Credit: Senate CR.

Senate Approves Pension Reform Raising Retirement Age To 67

The Senate yesterday evening approved without changes a government pension reform that, among other things, raises the retirement age by two years to 67.

The law was passed as expected, despite objections from the opposition and trade unions. Among the most controversial passages of the pension amendment is the coalition’s restriction on the number of workers in risky professions who should be entitled to an early pension without reduction. The reform will now be submitted for consideration by President Petr Pavel, who has already announced that he will sign it.

Labour and Social Affairs Minister Marian Jurecka (KDU-CSL) described the reform, which was supported by 48 of the 66 senators present yesterday, as “a maximum of political and social compromise”. The senators’ debate on the reform lasted about six hours, with three dozen senators speaking, some of them repeatedly.

According to the government coalition, the reform is necessary for economic reasons, so that future pensioners are guaranteed decent pensions from the state as the number of seniors increases. The deficit of the pension insurance system reached a record CZK 72.8 billion last year. Without changes, the shortfall would reach 5% of gross domestic product (GDP) by mid-century, around CZK 350 billion in last year’s figures.
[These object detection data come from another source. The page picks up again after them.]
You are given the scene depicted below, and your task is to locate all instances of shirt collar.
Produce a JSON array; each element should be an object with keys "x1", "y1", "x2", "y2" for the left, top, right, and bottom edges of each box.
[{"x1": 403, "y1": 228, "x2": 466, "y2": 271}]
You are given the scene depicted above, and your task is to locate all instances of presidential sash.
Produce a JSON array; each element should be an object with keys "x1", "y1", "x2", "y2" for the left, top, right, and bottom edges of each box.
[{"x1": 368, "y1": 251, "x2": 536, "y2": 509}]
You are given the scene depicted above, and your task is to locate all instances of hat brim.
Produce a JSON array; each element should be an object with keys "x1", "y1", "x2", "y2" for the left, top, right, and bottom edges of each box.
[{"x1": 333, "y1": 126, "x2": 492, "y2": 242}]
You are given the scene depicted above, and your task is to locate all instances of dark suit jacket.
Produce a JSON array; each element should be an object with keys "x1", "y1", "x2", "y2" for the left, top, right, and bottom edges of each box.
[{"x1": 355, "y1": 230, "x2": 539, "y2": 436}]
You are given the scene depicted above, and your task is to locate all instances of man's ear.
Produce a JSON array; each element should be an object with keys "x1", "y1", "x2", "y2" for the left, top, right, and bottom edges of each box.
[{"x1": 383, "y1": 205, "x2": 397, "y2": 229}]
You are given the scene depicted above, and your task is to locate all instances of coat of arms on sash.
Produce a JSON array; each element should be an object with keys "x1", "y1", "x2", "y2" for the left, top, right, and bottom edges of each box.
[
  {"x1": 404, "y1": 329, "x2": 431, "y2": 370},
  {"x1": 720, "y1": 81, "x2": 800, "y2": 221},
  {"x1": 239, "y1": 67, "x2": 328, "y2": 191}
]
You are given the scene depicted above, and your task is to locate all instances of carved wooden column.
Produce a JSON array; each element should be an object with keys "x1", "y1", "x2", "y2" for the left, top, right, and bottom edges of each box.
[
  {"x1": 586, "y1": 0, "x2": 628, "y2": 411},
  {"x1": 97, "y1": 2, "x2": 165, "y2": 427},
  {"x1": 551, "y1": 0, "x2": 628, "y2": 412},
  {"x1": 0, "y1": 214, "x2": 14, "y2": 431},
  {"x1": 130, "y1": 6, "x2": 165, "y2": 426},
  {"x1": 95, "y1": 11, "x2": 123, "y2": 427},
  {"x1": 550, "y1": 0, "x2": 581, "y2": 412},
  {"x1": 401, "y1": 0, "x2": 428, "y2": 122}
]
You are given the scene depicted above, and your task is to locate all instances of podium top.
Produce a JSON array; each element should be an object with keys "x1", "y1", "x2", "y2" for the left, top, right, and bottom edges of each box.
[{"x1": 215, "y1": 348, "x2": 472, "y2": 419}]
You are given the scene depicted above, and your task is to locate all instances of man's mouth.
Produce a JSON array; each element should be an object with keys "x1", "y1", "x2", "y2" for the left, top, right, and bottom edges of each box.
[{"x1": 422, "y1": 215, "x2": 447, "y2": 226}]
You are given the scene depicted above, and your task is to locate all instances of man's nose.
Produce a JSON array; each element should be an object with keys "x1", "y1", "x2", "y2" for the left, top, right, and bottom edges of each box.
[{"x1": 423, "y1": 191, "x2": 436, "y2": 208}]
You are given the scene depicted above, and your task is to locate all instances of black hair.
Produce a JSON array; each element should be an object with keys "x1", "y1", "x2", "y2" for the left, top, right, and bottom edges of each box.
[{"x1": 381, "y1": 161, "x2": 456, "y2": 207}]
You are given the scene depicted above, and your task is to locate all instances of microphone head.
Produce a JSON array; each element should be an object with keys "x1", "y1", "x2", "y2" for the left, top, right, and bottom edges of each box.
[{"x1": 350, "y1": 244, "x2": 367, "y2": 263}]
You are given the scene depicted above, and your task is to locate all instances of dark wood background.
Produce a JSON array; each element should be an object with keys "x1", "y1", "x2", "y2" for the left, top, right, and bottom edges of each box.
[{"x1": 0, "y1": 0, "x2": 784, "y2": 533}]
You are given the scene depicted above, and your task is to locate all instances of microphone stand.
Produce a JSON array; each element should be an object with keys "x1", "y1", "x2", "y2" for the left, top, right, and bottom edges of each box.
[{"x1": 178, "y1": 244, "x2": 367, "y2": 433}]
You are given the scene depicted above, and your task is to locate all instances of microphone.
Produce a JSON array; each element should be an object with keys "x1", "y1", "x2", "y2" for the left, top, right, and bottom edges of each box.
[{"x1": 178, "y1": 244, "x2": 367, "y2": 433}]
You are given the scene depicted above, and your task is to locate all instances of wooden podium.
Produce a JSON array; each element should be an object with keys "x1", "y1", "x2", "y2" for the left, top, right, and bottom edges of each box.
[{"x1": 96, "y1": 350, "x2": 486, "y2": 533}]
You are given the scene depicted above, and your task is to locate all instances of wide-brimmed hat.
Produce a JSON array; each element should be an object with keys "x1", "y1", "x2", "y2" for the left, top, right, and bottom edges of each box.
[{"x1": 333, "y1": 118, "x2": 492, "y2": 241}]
After the approved tightening of rules for early pensions, slower indexation, and after the reform, it is speculated that the deficit could be around 1.5%.

In the government’s amendment, the coalition reduced the pool of workers in demanding occupations eligible for early retirement without cuts by around 90%, from 125,000. It would continue to cover around 12,000 people in the riskiest fourth category. Employers would pay 5 percentage points higher contributions for them. For the roughly 112,000 workers in the third category, who are exposed to excessive physical strain, vibration, extreme cold or heat, employers would be required to contribute 4% of their wages to the third pension pillar in individual accounts under the coalition’s forthcoming proposal.